Overview
prithivMLmods/Qwen2.5-32B-DeepSeek-R1-Instruct is a 32.8 billion parameter language model created by prithivMLmods. It is a product of a sophisticated merge operation using the TIES merge method via MergeKit.
Merge Details
This model uses Qwen/Qwen2.5-32B-Instruct as its foundational base. It strategically combines two distinct models:
- Qwen/QwQ-32B-Preview
- deepseek-ai/DeepSeek-R1-Distill-Qwen-32B
Both merged models contribute with equal weight and density, aiming to synthesize their respective strengths. The merge configuration includes specific optimizations such as normalization, int8 masking, and bfloat16 precision, which are crucial for maintaining and enhancing performance post-merge.
Key Characteristics
- Architecture: Based on the Qwen2.5-32B-Instruct family.
- Parameter Count: 32.8 billion parameters.
- Context Length: Supports a context length of 131,072 tokens.
- Merge Method: Utilizes the TIES (Trimmed, Iterative, and Selective) merge method for combining model weights.

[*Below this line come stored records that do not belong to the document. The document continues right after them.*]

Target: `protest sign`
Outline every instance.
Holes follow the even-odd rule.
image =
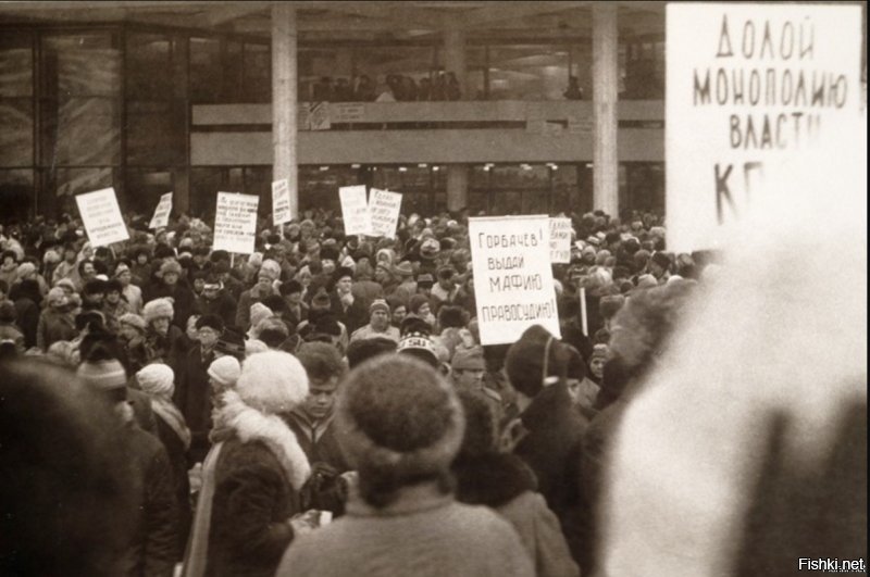
[[[372,216],[365,198],[365,186],[344,186],[338,189],[341,201],[341,218],[346,235],[371,235]]]
[[[372,235],[376,237],[395,238],[396,227],[399,224],[400,209],[400,193],[373,188],[372,197],[369,199],[369,212],[372,216]]]
[[[550,262],[571,262],[571,218],[550,218]]]
[[[668,4],[670,250],[720,248],[765,178],[807,170],[797,159],[860,122],[861,17],[857,5]],[[823,192],[793,192],[805,193]]]
[[[251,254],[257,234],[260,197],[238,192],[217,192],[214,214],[213,250]]]
[[[105,247],[129,238],[114,188],[78,195],[75,202],[91,247]]]
[[[170,213],[172,212],[172,192],[161,195],[160,202],[154,208],[154,215],[148,228],[164,228],[170,224]]]
[[[469,238],[481,343],[514,342],[532,325],[561,337],[549,259],[549,218],[470,218]]]
[[[290,183],[283,178],[272,183],[272,223],[277,226],[290,221]]]

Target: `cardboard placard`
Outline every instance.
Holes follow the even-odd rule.
[[[345,235],[372,235],[372,215],[365,198],[365,186],[345,186],[338,189]]]
[[[257,235],[260,197],[238,192],[217,192],[212,250],[251,254]]]
[[[369,199],[369,212],[372,216],[372,235],[376,237],[395,238],[396,227],[399,225],[399,211],[401,210],[401,195],[388,190],[372,189]]]
[[[766,177],[861,122],[861,9],[672,2],[666,36],[668,248],[721,248]]]
[[[91,247],[105,247],[129,238],[114,188],[78,195],[75,202]]]
[[[170,213],[172,212],[172,192],[160,196],[160,202],[154,208],[154,215],[148,228],[165,228],[170,224]]]
[[[550,218],[550,262],[571,262],[571,218]]]
[[[560,338],[549,217],[470,218],[469,238],[481,343],[515,342],[533,325]]]
[[[282,178],[272,183],[272,224],[277,226],[290,221],[290,183]]]

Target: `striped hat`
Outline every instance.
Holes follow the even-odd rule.
[[[78,378],[99,390],[114,390],[127,386],[124,365],[115,359],[109,361],[84,362],[76,371]]]

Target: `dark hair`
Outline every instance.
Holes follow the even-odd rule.
[[[0,574],[120,575],[137,506],[121,419],[36,360],[0,363]]]
[[[341,355],[335,347],[325,342],[306,342],[299,348],[296,358],[302,363],[310,379],[327,380],[345,372]]]
[[[347,363],[350,368],[355,368],[369,359],[374,359],[381,354],[396,352],[396,341],[384,337],[374,339],[355,340],[347,348]]]

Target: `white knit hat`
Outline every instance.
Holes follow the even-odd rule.
[[[175,392],[175,373],[169,365],[152,363],[136,373],[136,380],[148,394],[171,399]]]
[[[265,351],[245,360],[236,390],[262,413],[288,413],[308,397],[308,375],[294,355]]]
[[[211,362],[208,373],[224,387],[234,387],[241,375],[241,365],[235,356],[221,356]]]

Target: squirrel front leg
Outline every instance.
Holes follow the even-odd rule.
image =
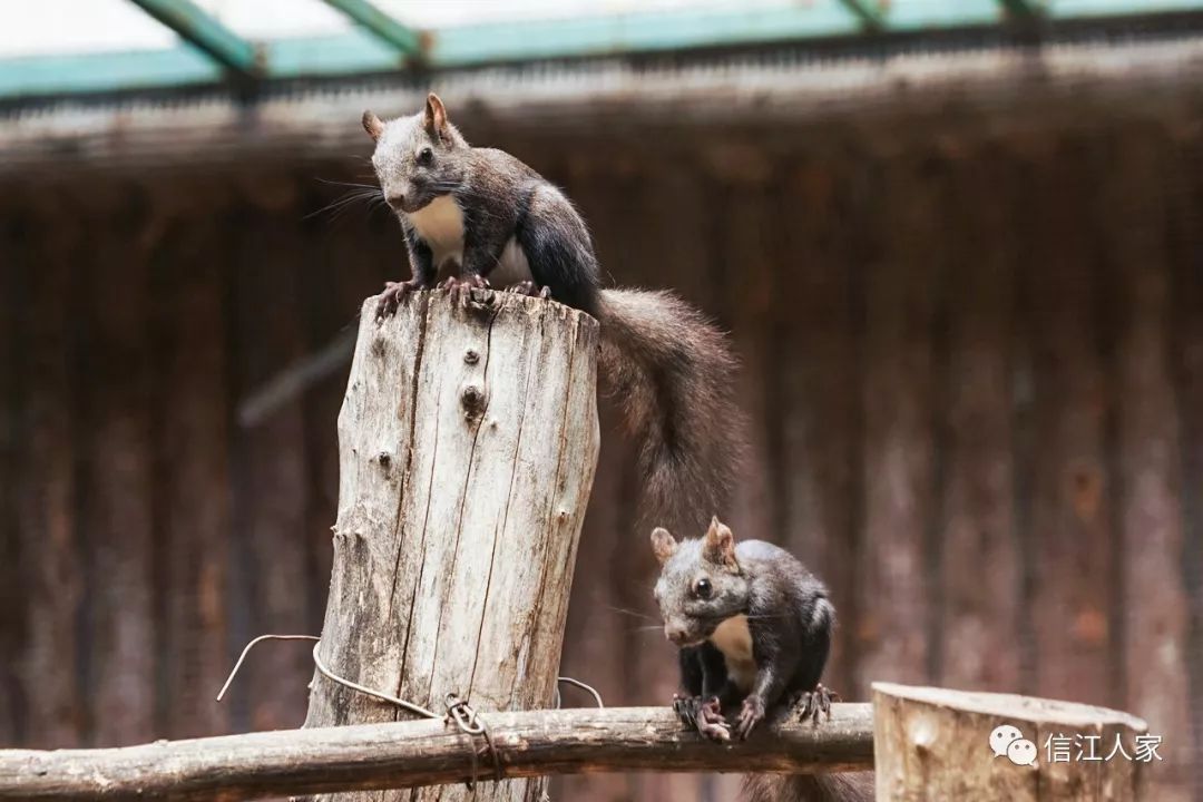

- Precision: Optimized for
bfloat16 operations.
Intended Use
This model is suitable for developers and researchers looking for a powerful instruction-following model that integrates the capabilities of multiple high-performing base models. Its merged nature suggests a balanced performance across various tasks, benefiting from the diverse training data and architectural nuances of its components.